Our research is based on two research questions: what should these end user applications be called and what are their most common features? We have used mixed methods approach which combines quantitative and qualitative methods in our research. Our approach utilized online research, non-probability and snowball sampling to find the most relevant solutions. In our online research, we have used pre-selected keywords and their combinations while using Google as our search engine. We have also conducted research interviews.

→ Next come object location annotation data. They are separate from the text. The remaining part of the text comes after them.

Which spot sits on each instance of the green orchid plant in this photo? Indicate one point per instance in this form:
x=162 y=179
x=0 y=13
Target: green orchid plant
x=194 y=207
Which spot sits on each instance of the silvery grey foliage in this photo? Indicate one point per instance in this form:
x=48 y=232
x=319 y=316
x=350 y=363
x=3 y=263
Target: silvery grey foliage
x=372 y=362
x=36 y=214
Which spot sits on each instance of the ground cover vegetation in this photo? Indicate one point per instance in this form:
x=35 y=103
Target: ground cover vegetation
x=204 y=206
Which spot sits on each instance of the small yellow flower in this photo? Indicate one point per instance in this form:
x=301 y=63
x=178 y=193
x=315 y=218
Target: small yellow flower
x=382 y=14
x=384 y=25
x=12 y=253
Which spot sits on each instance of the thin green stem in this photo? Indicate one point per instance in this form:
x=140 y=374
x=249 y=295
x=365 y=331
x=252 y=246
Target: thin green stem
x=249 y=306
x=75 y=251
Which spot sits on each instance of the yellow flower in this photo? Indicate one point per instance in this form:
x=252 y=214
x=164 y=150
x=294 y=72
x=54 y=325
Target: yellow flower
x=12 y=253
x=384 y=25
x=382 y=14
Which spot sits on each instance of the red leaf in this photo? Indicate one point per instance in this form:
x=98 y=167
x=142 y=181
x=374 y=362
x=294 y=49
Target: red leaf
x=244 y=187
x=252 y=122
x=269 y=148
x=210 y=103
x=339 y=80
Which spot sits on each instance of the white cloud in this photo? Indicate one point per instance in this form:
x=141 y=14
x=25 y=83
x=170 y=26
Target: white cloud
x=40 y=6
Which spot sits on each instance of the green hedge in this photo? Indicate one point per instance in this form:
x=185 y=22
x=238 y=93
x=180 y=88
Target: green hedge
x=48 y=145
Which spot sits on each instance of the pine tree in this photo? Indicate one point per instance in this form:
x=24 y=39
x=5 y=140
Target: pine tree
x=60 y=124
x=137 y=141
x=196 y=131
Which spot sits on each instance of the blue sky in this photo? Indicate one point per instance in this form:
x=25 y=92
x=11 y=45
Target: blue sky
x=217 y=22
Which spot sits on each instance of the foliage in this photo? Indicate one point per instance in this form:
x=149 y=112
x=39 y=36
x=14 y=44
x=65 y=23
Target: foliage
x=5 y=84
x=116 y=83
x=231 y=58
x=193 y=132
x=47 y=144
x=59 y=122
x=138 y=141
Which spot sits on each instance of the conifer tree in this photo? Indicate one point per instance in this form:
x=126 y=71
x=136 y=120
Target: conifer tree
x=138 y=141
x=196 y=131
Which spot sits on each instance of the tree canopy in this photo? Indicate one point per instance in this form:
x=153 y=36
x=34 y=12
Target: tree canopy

The first step was to search for the existing IB solutions that were focused on end users and could be described as end user applications in the context of IBs. The online research used specific keyword criteria for our non-probability sampling. Those were broken down into three different groups (Table 1). The first group included adjectives describing smartness: smart and intelligent. Words in the second group described the physical place: office, facility management and building. Our main focus was on office buildings, but also facility management companies have created similar applications, so we included them as well. We focused on office buildings as end user applications are closely related to improving employee performance and user satisfaction. The combination of these elements is well suited to office buildings. As mentioned above, costs related to staff are approximately 90% of total business operating costs for knowledge organizations (Alker et al., 2015). The third group was about the application: application, mobile application, app, mobile app. The online research was done by combining words from all of the groups 1–3.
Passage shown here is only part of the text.